Makerere University under the Sida Project; and in conjunction with the Consortium of Uganda University Libraries (CUUL); organized a five day workshop on Resource Management System (RMS)-SemperTool that drew 26 participants from 21 universities and institutions. The workshop took place from the 29th August to the 2nd September 2016 at Makerere University Main Library, Multipurpose Lab on level 2-new building. Post the workshop, participants were further expected to provide technical support to institutions not in attendance.
The purpose of the workshop was to provide Librarians with in-depth knowledge in using the Resource Management Systems (RMS)-SemperTool as an effective ERM (Electronic Resource Management) System to manage Modern Library Standards among others; COUNTER, SUSHI and OpenURL; to serve End-Users.
As Outcomes of the Workshop; the participants would be able to:
The workshop largely employed the adult learning approach inclusive of hands-on activities. The facilitator’s presentations were guided by illustrations on the key four system structure components of the digital library namely; the Product (A-Z), Licenses & Prices Information, Statistics and Resources. Participants raised questions seeking further clarification from the facilitator.
The presentations were immediately followed by practical activities (largely hands-on) which facilitated participants to troubleshoot various system structure components of the RMS digital library. Each participant had access to a computer for the hands-on and troubleshooting of the digital library over the 5 workshop days. During the hands-on activities, the facilitator moved around providing technical backstopping to participants. However, the hands-on and troubleshooting activities were constrained by slow internet.
The training also had a participant-to-participant learning. Due to immense demand for more hands-on activities-participants resolved on the second day to compress sessions to create a free day on Friday dedicated exclusively for hands-on and troubleshooting. Friday was not, however, effectively utilized for its envisaged purpose as initially sought.

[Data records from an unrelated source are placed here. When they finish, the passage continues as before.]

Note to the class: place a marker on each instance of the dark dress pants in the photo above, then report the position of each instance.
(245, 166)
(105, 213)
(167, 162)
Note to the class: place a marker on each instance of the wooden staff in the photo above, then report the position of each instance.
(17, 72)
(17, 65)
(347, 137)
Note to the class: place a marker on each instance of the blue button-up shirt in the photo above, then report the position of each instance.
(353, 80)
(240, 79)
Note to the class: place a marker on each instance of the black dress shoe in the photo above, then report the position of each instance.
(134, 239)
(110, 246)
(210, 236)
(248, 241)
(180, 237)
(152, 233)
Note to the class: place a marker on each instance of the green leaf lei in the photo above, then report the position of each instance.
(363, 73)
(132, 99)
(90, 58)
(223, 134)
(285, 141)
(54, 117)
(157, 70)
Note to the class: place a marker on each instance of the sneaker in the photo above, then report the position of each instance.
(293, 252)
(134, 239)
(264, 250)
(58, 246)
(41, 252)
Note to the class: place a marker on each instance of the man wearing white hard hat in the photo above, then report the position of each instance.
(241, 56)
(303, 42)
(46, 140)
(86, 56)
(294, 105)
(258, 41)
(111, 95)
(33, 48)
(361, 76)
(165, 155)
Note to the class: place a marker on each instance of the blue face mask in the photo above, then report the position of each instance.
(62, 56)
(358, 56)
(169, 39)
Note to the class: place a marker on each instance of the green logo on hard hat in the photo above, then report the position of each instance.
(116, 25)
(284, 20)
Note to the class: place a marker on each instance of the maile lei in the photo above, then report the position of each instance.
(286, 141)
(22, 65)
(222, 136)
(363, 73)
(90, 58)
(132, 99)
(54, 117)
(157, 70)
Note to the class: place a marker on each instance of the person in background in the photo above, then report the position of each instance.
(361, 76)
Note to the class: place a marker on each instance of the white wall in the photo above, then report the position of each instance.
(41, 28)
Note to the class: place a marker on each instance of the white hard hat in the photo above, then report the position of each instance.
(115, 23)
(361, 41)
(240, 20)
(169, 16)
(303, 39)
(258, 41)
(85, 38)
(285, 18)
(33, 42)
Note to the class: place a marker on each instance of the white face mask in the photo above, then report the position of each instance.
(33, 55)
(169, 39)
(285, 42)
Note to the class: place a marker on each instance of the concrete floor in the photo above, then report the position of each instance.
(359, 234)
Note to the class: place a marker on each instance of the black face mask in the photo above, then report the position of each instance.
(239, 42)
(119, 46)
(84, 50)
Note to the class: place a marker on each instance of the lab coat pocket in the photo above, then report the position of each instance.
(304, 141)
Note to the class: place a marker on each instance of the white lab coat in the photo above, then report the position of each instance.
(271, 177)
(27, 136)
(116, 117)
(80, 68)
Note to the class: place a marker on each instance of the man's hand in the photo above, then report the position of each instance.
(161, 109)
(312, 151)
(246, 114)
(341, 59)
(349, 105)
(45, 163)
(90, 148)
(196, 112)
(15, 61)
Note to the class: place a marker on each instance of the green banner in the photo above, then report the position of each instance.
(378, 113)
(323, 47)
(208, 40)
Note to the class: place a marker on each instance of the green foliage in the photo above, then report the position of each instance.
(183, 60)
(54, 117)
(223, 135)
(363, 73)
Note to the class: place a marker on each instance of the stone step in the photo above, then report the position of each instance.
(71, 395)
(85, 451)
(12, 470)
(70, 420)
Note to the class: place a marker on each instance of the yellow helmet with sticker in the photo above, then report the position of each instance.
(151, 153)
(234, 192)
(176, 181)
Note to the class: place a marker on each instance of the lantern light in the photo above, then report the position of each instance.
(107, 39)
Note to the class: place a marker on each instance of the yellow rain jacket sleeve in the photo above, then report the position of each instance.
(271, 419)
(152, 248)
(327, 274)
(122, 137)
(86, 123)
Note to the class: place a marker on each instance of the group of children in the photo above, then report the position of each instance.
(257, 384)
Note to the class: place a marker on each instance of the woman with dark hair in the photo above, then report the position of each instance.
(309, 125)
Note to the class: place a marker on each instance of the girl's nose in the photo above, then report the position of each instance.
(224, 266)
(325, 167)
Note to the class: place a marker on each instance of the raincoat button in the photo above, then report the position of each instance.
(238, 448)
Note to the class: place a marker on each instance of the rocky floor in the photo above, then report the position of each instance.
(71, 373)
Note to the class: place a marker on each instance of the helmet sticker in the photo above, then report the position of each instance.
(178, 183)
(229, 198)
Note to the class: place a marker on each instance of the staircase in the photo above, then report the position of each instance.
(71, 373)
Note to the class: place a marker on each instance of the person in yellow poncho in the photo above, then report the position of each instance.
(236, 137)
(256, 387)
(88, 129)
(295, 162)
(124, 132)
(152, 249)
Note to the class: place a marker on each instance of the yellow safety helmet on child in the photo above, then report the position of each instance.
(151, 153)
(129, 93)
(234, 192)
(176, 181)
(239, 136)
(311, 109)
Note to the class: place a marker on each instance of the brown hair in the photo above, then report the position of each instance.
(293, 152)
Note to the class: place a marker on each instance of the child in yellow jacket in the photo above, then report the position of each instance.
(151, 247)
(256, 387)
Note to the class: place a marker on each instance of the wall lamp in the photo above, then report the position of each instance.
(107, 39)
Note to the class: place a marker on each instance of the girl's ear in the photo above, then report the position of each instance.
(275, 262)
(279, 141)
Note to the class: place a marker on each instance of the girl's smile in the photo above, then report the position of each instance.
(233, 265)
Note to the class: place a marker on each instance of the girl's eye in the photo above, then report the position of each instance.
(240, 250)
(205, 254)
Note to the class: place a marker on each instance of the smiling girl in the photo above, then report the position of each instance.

Exit paper notes were issued at end of each day to elicit feedback that inquired on; what helped participants to learn that day, what areas of clarification participants’ sought, any suggestions for the facilitator to improve in the next day; and any comments or observations during the day. At the end of each day, exit notes were read by a volunteer before other participants and the facilitator immediately responded to the feedback issues; whose outcomes informed the next day’s presentations and activities.
Every morning a recap of the previous day’s sessions was held with the guidance of the facilitator and involvement of other participants.